Classification and Prediction

The Goal:

Sugar is a Problem here..?

Diabetes prediction is vital for early intervention and disease management. This project leverages ensemble-based machine learning algorithms to identify individuals at risk of diabetes using structured health records.
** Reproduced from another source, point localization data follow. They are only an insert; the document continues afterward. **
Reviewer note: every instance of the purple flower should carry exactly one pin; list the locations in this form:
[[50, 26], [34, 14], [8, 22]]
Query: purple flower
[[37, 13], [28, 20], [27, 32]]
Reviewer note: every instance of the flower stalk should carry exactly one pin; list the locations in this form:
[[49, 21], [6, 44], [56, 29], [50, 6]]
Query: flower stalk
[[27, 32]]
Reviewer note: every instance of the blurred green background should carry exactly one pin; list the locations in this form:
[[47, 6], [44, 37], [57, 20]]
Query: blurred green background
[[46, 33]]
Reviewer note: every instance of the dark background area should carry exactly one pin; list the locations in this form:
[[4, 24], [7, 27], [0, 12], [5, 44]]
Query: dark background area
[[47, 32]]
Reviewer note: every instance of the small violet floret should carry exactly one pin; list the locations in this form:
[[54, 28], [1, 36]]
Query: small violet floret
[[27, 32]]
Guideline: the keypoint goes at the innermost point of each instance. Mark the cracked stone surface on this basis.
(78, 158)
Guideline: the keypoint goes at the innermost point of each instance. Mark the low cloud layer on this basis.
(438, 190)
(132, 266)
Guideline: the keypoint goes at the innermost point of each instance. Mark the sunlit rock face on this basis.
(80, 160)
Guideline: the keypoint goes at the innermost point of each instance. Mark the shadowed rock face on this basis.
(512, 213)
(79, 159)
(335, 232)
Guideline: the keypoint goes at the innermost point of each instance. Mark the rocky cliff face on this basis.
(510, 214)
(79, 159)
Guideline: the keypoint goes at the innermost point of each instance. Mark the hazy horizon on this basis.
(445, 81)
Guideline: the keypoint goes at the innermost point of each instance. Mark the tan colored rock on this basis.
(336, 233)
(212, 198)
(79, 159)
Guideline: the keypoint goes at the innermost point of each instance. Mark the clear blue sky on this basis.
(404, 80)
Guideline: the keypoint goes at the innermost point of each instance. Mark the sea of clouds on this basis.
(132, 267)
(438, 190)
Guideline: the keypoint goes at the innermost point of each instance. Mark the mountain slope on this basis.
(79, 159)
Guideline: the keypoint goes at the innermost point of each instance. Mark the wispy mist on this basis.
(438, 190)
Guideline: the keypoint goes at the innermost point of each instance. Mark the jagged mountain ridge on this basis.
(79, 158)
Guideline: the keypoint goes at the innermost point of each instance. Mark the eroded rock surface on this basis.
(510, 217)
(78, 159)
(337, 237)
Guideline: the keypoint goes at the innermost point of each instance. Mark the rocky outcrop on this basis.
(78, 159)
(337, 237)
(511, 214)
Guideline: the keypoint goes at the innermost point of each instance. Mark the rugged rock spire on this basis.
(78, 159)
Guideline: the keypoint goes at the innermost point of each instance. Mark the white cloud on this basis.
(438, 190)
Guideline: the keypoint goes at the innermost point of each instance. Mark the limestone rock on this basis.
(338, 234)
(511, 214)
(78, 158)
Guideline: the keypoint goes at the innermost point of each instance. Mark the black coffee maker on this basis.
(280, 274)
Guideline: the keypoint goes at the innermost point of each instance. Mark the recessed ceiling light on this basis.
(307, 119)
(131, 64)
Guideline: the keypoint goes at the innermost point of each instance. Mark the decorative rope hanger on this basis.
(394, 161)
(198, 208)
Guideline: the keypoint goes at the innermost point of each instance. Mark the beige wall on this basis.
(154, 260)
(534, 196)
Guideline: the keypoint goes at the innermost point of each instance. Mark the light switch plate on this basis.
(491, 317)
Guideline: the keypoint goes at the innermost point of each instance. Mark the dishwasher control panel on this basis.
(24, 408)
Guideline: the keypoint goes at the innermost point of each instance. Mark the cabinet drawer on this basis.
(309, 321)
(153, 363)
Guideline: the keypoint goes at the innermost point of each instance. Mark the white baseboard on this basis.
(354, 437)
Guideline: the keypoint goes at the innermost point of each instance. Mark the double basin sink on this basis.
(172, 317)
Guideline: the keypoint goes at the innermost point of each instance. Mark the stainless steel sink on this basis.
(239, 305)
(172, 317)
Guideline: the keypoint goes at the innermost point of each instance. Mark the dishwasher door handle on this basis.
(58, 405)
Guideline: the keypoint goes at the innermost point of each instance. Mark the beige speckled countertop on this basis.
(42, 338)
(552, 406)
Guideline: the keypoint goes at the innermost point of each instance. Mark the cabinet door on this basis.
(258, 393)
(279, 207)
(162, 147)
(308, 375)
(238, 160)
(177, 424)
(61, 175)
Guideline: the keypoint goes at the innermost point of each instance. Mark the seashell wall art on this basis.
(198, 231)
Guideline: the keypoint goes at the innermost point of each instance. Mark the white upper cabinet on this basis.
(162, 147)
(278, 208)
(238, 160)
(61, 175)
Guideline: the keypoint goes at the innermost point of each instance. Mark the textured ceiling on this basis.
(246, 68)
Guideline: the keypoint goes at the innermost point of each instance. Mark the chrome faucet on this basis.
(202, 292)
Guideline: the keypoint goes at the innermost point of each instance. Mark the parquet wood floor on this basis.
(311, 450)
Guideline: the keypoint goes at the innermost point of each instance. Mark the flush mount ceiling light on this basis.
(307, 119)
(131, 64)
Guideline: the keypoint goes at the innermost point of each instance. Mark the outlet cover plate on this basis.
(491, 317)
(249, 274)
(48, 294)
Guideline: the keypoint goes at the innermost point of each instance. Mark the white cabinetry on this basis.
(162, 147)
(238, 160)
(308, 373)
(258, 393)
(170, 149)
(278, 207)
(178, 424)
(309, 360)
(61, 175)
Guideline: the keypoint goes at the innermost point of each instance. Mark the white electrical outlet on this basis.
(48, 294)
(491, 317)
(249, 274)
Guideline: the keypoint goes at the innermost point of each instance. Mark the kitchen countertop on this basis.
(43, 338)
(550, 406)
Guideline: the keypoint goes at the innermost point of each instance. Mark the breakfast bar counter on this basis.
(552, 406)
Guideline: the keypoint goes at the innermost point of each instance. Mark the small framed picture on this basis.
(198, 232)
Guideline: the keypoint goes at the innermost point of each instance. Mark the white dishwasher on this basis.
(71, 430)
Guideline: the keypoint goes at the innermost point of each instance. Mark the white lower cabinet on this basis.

The primary objective was to compare the performance of multiple models—ranging from traditional classifiers to advanced gradient-boosting frameworks—and determine the most reliable predictor for clinical risk assessment.

The Challenge:

Methodology & Process

Data Preparation:
- Removed 3,854 duplicate entries.
- Handled class imbalance via SMOTE oversampling (Non-Diabetic: 87,664 | Diabetic: 8,482).
- Outliers removed using IQR filtering (≈43K rows).
- Applied Label Encoding for categorical features (gender, smoking_history).
- Train–test split: 80/20, with feature scaling where appropriate.
Exploratory Analysis:
- Distribution plots for Age, BMI, HbA1c, and Blood Glucose.
- Correlation heatmap confirmed strong associations between HbA1c and glucose with diabetes prevalence.
Models Implemented:
Logistic Regression, KNN, Decision Tree, Random Forest, Gradient Boosting, LightGBM, XGBoost, and CatBoost.
All models tuned using GridSearchCV and validated via 5-fold cross-validation.

The Result

Results & Findings

Model	Accuracy	F1-Score	AUC
Logistic Regression	0.89	0.89	0.89
KNN	0.93	0.93	0.94
Decision Tree	0.97	0.97	0.97
LightGBM	0.97	0.97	0.97
XGBoost	0.98	0.98	0.98
CatBoost (Best)	0.98	0.98	1.00

✅ Key Insight:
The CatBoost Classifier outperformed all other models with near-perfect accuracy (98%) and AUC (1.00), validated through 5-fold cross-validation (mean accuracy ≈ 98.1%).
Its ability to handle categorical features natively and model complex nonlinear interactions makes it exceptionally suitable for healthcare prediction tasks.

📊 Visuals:

ROC Curves across all models
Confusion Matrix for CatBoost
Feature Importance Visualization (HbA1c and glucose ranked highest)

🏁 Conclusion:
The project demonstrates that ensemble-based approaches—especially CatBoost—can serve as reliable diagnostic tools for diabetes risk prediction, combining high accuracy with interpretability and robust generalization.